In our daily prayers God was every manner of image and metaphor and meaning, and always, "God the Father." We never ever prayed to "God our Mother." What were women in the economy of God? The answer was only too painful: We were invisible. I had given my life to a God who did not see me, did not include me, did not touch my nature with God's own....Joan Chittister, "Called to Question"

Friday, May 15, 2009

Easter 6B

A reflection on John 15:9-17 by The Rev. Karla Miller

Abide in my love.
Love one another as I have loved you.
You are my friends.
I chose you.
Bear fruit.
Love one another.
Abide in my love.

There is a sculpture in a garden in Arizona that depicts God’s hand. It looks like God’s hand is coming out of the ground, palm up and cupped, with a child, feet on the ground just resting her body in the hollow of God’s hand. It looks like she is hugging God’s hand, while God is supporting you. I love how the sculpture is grounded in the earth, and yet a depiction of the love of God. I don’t know the title of the sculpture, but if I were to give it a title, it would be, “Abide in My Love.”

The gospel text for this week is all about abiding, living in the love of Christ. Jesus tells his followers, love one another, as I have loved you. I now call you friends—and I chose you. Bear fruit. Abide.

It’s a beautiful passage, layered in meaning and intent. When Jesus calls the disciples his friends, he is giving a high social value to his relationship with them. In antiquity, the “friends” of the governor shared in the power of the ruler, vicariously. It gave them clout, influence, status—because of who they knew. Jesus is saying, yes, you are my friends, and you share the influence I have had on you—to love deeply, counter-culturally, and recklessly—to the point of self-giving, in spite of what it costs. That’s the love you will abide in, as my friends.

Reckless, counter-cultural love is not something often experienced, is it? Have you ever been on the receiving end of such fierce love?

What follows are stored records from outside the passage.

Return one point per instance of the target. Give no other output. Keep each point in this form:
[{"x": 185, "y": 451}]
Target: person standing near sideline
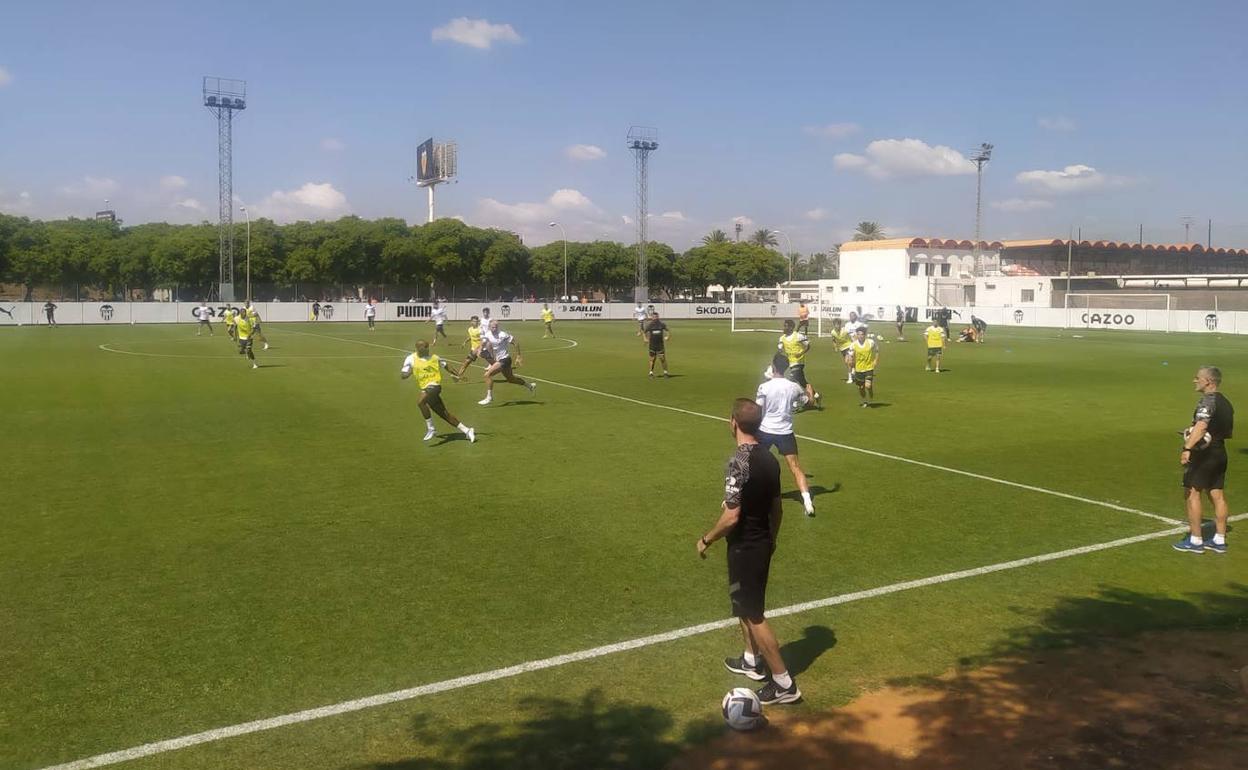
[
  {"x": 1204, "y": 462},
  {"x": 750, "y": 519}
]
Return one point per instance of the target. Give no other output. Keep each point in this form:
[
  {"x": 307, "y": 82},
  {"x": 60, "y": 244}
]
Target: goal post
[
  {"x": 1116, "y": 310},
  {"x": 766, "y": 308}
]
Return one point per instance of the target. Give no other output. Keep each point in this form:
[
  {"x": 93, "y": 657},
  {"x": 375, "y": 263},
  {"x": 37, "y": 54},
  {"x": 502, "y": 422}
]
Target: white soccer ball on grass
[{"x": 741, "y": 709}]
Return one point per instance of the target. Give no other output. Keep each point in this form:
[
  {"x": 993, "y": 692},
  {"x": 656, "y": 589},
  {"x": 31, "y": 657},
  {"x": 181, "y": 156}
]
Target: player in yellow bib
[
  {"x": 935, "y": 337},
  {"x": 245, "y": 331},
  {"x": 548, "y": 318},
  {"x": 794, "y": 345},
  {"x": 428, "y": 377},
  {"x": 841, "y": 338},
  {"x": 866, "y": 356}
]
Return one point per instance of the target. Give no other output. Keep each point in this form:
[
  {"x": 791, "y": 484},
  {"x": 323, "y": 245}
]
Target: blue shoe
[{"x": 1184, "y": 545}]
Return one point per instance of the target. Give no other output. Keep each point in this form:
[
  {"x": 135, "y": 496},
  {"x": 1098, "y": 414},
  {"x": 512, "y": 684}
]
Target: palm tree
[
  {"x": 764, "y": 237},
  {"x": 869, "y": 231}
]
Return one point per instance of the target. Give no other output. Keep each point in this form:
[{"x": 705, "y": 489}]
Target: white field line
[
  {"x": 836, "y": 444},
  {"x": 371, "y": 701}
]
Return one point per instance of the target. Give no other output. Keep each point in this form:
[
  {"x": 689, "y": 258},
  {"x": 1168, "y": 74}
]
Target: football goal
[{"x": 1116, "y": 310}]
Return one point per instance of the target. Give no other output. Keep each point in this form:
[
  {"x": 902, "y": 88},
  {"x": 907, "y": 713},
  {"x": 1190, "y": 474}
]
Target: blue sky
[{"x": 800, "y": 116}]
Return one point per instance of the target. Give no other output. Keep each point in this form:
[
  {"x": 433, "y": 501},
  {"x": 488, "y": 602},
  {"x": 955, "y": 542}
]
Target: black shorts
[
  {"x": 1207, "y": 469},
  {"x": 748, "y": 567},
  {"x": 785, "y": 443},
  {"x": 433, "y": 397}
]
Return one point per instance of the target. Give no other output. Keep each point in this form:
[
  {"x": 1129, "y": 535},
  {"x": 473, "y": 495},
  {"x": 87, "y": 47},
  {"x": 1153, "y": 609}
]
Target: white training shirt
[
  {"x": 498, "y": 343},
  {"x": 778, "y": 398}
]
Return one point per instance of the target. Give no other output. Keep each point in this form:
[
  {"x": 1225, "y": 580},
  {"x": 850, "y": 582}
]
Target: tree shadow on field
[
  {"x": 1122, "y": 679},
  {"x": 555, "y": 734}
]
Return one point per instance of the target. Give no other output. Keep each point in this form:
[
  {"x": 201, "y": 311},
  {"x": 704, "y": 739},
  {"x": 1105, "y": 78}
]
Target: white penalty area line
[
  {"x": 458, "y": 683},
  {"x": 831, "y": 443}
]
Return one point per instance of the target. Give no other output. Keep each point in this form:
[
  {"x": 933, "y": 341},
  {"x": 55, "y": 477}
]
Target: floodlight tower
[
  {"x": 642, "y": 141},
  {"x": 980, "y": 156},
  {"x": 436, "y": 162},
  {"x": 222, "y": 96}
]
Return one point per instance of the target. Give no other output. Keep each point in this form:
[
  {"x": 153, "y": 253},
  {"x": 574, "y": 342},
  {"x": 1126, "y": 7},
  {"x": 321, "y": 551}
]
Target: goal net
[
  {"x": 765, "y": 310},
  {"x": 1116, "y": 310}
]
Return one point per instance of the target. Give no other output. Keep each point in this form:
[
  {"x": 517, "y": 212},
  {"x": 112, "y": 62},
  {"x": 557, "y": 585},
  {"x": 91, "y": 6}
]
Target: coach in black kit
[
  {"x": 1204, "y": 462},
  {"x": 750, "y": 521}
]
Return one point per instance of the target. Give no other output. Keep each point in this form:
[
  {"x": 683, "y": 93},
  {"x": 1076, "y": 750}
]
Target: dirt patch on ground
[{"x": 1174, "y": 700}]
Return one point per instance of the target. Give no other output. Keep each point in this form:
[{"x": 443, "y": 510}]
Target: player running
[
  {"x": 438, "y": 316},
  {"x": 795, "y": 346},
  {"x": 935, "y": 337},
  {"x": 253, "y": 318},
  {"x": 548, "y": 320},
  {"x": 843, "y": 338},
  {"x": 204, "y": 313},
  {"x": 866, "y": 357},
  {"x": 779, "y": 396},
  {"x": 499, "y": 343},
  {"x": 657, "y": 336},
  {"x": 428, "y": 377},
  {"x": 245, "y": 331}
]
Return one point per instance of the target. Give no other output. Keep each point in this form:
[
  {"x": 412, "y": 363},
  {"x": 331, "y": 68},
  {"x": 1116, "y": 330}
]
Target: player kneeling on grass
[
  {"x": 866, "y": 356},
  {"x": 779, "y": 397},
  {"x": 499, "y": 345},
  {"x": 428, "y": 377}
]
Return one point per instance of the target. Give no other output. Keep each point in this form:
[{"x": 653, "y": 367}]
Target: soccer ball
[
  {"x": 1204, "y": 439},
  {"x": 741, "y": 709}
]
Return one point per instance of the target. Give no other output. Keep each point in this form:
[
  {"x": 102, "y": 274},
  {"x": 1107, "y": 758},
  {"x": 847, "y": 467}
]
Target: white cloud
[
  {"x": 476, "y": 33},
  {"x": 90, "y": 187},
  {"x": 1056, "y": 122},
  {"x": 1071, "y": 179},
  {"x": 889, "y": 157},
  {"x": 833, "y": 130},
  {"x": 1021, "y": 205},
  {"x": 585, "y": 152},
  {"x": 312, "y": 201}
]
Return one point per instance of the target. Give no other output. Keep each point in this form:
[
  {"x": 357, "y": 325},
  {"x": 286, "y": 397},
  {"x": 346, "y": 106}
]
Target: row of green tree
[{"x": 356, "y": 252}]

Over twenty years ago, just out of college and living in a state where I had no close relatives nearby, I suffered from profound clinical depression. I was in therapy, and doing some really important work, but the well was cavernous, and I was at the bottom. Fortunately, I was in a “Women In Ministry” group that was comprised of six women either in professional ministry, or volunteering in youth ministry. We all were about the same age, and an older woman was our leader and mentor and sage. We were sister friends. One evening, after our group meeting, I was bone tired and emotionally exhausted, and tearful. My sister friends took charge. First, they called my boss to tell him that I wouldn’t be at work the next day. Then, they put me to bed, and everyone piled on top of me and held me through the night as I cried tears that came from subterranean places within me that I didn’t know existed. I will never forget that feeling of a web of love surrounding me in my deepest pain, like a protective shell of a turtle. Their boundless love expressed, was healing.

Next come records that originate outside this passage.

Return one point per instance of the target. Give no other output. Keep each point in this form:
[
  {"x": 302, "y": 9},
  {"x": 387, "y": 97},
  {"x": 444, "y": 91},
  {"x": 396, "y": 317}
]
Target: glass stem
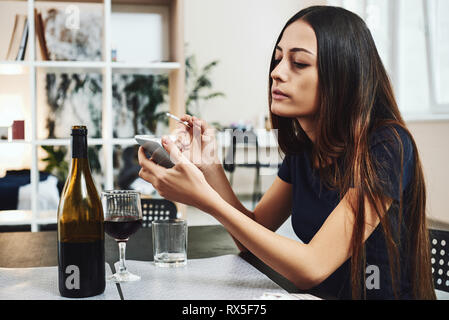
[{"x": 122, "y": 250}]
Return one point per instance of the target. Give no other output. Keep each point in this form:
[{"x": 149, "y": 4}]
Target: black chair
[
  {"x": 248, "y": 138},
  {"x": 439, "y": 240},
  {"x": 157, "y": 209}
]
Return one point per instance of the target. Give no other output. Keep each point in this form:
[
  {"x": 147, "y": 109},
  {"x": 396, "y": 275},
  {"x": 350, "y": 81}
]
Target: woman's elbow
[{"x": 309, "y": 280}]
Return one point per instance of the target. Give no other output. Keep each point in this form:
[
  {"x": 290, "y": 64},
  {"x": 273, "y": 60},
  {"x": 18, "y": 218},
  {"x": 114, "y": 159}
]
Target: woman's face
[{"x": 295, "y": 76}]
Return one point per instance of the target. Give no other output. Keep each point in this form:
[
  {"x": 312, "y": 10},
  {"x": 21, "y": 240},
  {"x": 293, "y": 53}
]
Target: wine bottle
[{"x": 81, "y": 261}]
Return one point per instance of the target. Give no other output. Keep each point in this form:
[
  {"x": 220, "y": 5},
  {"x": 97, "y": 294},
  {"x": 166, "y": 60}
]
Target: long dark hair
[{"x": 354, "y": 89}]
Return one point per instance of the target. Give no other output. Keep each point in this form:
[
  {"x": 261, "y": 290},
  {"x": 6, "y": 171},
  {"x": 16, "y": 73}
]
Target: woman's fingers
[
  {"x": 150, "y": 170},
  {"x": 176, "y": 155}
]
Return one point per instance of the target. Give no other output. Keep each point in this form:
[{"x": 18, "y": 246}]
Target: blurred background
[{"x": 118, "y": 66}]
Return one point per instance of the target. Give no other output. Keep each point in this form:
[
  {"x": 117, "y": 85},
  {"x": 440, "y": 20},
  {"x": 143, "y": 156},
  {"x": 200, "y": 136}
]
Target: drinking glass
[
  {"x": 170, "y": 242},
  {"x": 122, "y": 217}
]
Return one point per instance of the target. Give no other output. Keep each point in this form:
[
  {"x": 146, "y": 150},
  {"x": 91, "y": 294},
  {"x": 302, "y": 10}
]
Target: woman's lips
[{"x": 279, "y": 95}]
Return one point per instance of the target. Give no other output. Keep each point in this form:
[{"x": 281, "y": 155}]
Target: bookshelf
[{"x": 32, "y": 66}]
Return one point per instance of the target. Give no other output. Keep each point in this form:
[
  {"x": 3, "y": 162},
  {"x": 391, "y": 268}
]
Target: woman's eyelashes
[{"x": 298, "y": 65}]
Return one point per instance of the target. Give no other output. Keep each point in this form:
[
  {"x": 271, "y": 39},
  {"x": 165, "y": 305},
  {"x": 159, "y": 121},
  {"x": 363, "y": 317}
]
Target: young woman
[{"x": 351, "y": 179}]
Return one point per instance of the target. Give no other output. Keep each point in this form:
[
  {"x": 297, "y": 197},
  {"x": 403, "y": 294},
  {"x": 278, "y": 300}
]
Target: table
[{"x": 39, "y": 249}]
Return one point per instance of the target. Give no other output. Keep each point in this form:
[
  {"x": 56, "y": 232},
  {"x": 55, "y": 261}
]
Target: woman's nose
[{"x": 279, "y": 73}]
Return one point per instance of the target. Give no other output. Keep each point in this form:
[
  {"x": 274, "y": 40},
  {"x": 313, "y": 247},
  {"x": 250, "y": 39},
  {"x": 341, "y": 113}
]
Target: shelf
[
  {"x": 124, "y": 141},
  {"x": 66, "y": 142},
  {"x": 15, "y": 142},
  {"x": 25, "y": 217},
  {"x": 33, "y": 69},
  {"x": 145, "y": 2},
  {"x": 71, "y": 66},
  {"x": 13, "y": 67},
  {"x": 144, "y": 68}
]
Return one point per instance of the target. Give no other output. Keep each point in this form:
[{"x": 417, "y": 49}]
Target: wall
[{"x": 241, "y": 35}]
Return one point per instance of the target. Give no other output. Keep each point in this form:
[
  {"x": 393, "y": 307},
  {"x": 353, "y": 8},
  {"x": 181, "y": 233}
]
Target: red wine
[
  {"x": 79, "y": 276},
  {"x": 122, "y": 227}
]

I understood that evening truly what the commandment to love one another mean. Certainly, my neediness was not convenient—my sister friends had their own careers, it was in the middle of the week, a couple of them were married with spouses at home waiting—but because they understood the love of Christian community, because they knew how small and frightened and desperately desolate I was, they were able to give of themselves, in order that I might experience the fruit of new life--

--A new life where I knew that I was chosen by God, to be friend, follower and reckless lover of all creation.

Abide in my love, Jesus says. Love one another.
May God’s love abide in you this week, as you abide in God.


mompriest said...

Karla, what a story! What a gift. Thank you for joining our community of bloggers.

RevDrKate said...

Lovely reflection...and embodiment of this gospel. Thanks and welcome, Karla.

Anonymous said...

Karla. I have thought about you on and off since I returned back home in the fall of 02. Reading this reminded me of when I sat in your class every morning - MWF. I believe it was Old Testament. We never forget the people who move mountains for us. Thank you...for being there when I needed your help back then and when I almost gave up. You helped me, and I appreciate it so much. I have wanted to say this to you for so long. You are truly a deserving spirit. God Bless You and thank you!

Mary Beth said...

This is so beautiful. And I loved that sculpture; tried to take a picture and failed. It remains in my heart and more so because it is in yours.